Ben Gertzfield firstname.lastname@example.org writes:
Does anyone have any comments?
I agree that the message catalogs should use the preferred encoding of the language, and not HTML entity or character references. There are a few issues to double-check before going forward with that, though:
- for this to work, Mailman needs to properly declare the encoding of each generated HTML page, and the declaration needs to match the actual content. For Latin-1, this is not strictly necessary, since that is the default encoding of HTML, anyway, but there may be plans to move to XHTML some day, at which time even this assumption breaks.
- Problems will arise if Mailman inserts strings from various sources into the same template, especially if these use different encodings. If that can ever happen, you need to recode all strings to the same encoding.

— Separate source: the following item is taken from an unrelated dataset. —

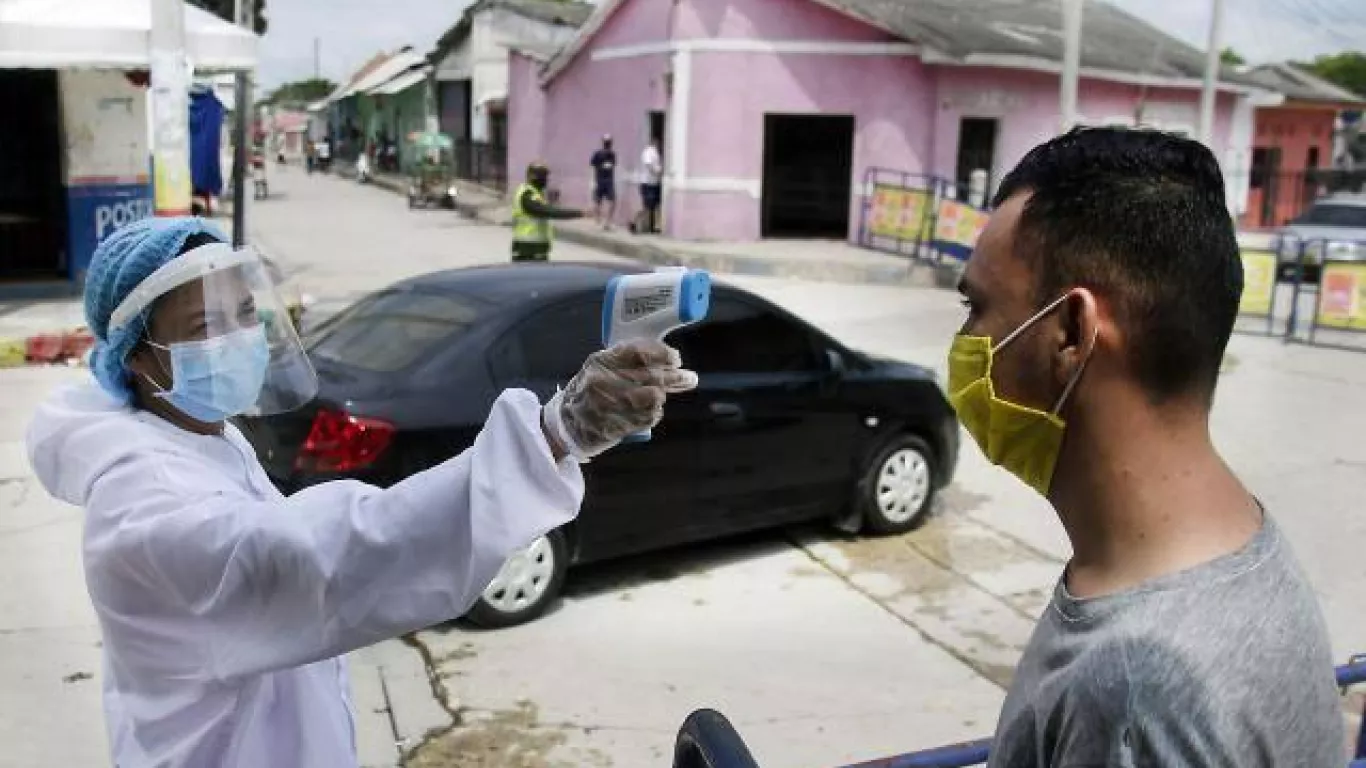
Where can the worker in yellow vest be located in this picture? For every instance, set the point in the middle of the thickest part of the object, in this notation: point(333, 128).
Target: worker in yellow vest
point(532, 215)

If that fails (e.g. because the encoding is unknown, or because the string cannot be represented in the encoding), HTML entities may be your only option. Please have a look at
This document is encoded in ISO-8859-9 (for Turkish); but it still contains French accepts. Using entities is the only choice here, short of using UTF-8 for the entire page.
In short, using the language's preferred encoding requires Mailman to carefully track the encoding of the message through its entire processing chain. If the encoding is supported by the codecs library, an alternative would be to use ugettext (so that the encoding is implied by the string being a Unicode object).
Unfortunately, not all encodings in mailman are supported (the East Asians ones are missing). In general, I'd encourage usage of Unicode throughout in mailman, even if this means that additional codecs must be bundled with the distribution.